4. VMware and Modern IT
VMware was founded in 1998 and in the same year, introduced VMware Workstation. This marked the beginning of widespread virtualization for x86 architecture. However, the world has changed. For a look back at the history and evolution of VMware, look at this blog The Evolution of Virtualization Management: From LibVirt to KubeVirt from David Safaii, Our Exec Chairman.
My prediction is that VMware migration to open-source technologies will accelerate, partially becuase the long-term savings could be very meaningful, and also because of uncertainty. I predict that major momentum will build upon migrating from VMware to OpenStack.
5. The rumors of OpenStack Demise are Greatly Exaggerated
Despite OpenStack being the largest Open Source cloud-computing platform, popular through industries such as telecommunications, defense, technology and government, it seemed to lose traction around 2021-2022. My prediction is that OpenStack will regain momentum worldwide as a business-critical platform across multiple industries as the demands for high-performance, scalable, and reliable infrastructure surge. However, OpenStack disaster recovery capabilities are not enterprise-grade and are inadequate. With the rise of hybrid and multi-cloud environments, an enterprise grade integrated OpenStack backup and recovery solution will be recognized as a critical add-on requirement.
6. Enhanced Automation for Disaster Recovery
Automation will become a big part of backup and recovery solutions. I predict automations technologies, like Ansible (and by extension, Event-Driven Ansible), will help improve the speed and efficiency of disaster recovery processes. Automated failovers, incident response, and most importantly automated recovery processes will help minimize downtime and reduce manual intervention.
7. Increased Focus on Resiliency and Continuous Availability of Data
Organizations today that rely on traditional backup and recovery processes, suffer from unnecessarily complex recovery operations and often lengthy recovery times.
These organizations will start shifting towards a mindset of ensuring applications are highly available, and crucially that their data is continuously available, emphasizing the ability to recover very quickly. Capabilities like Trilio’s Continuous Restore can go a long way towards enabling this kind of strategy, and help simplify processes while reducing reliance from specific domain experts and manual intervention.

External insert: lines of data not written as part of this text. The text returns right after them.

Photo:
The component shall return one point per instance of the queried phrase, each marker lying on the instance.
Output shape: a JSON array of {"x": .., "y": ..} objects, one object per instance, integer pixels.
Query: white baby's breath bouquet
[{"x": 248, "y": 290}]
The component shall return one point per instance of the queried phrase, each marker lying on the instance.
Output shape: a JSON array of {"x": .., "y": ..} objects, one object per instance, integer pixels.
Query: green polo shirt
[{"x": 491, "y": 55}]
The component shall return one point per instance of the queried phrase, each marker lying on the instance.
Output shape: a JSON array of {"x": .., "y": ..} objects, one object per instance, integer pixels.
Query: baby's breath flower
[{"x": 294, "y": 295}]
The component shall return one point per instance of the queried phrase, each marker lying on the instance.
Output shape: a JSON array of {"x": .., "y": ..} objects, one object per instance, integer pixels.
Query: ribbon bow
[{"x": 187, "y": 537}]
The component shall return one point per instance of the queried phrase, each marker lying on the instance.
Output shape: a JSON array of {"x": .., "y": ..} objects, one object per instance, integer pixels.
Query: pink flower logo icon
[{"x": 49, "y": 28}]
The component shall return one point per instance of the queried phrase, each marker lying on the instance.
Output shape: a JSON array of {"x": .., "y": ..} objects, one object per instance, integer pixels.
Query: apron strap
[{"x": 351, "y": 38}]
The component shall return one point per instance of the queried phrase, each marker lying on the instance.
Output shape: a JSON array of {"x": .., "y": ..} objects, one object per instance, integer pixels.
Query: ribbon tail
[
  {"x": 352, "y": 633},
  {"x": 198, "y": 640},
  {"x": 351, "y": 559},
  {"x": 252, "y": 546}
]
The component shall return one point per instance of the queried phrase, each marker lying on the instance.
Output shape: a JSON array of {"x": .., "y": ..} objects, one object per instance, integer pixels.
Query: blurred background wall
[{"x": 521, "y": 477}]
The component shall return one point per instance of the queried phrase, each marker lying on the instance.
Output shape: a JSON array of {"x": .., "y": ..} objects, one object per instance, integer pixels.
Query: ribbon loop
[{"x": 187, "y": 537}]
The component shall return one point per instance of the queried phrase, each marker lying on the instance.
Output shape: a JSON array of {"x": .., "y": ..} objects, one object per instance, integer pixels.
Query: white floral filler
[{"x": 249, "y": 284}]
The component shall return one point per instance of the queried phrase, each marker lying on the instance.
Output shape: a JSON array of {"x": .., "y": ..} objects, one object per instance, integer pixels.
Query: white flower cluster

You may find our continuous restore capabilities interesting Continuous Restore
Time will tell about these predictions.
But as 2024 unfolds, the onus is on industry leaders and IT professionals to contiuue the drive towards simplification of backup and recovery processes and implement new technologies that make their infrastructure much more resilient with the aim of reducing recovery time to minutes as opposed to hours and weeks. By embracing the full potential of Kubernetes and OpenStack, IT professionals must deploy best in class disaster recovery capabilities, so we can pave the way for a future where disruptions become mere ripples in an organization’s life.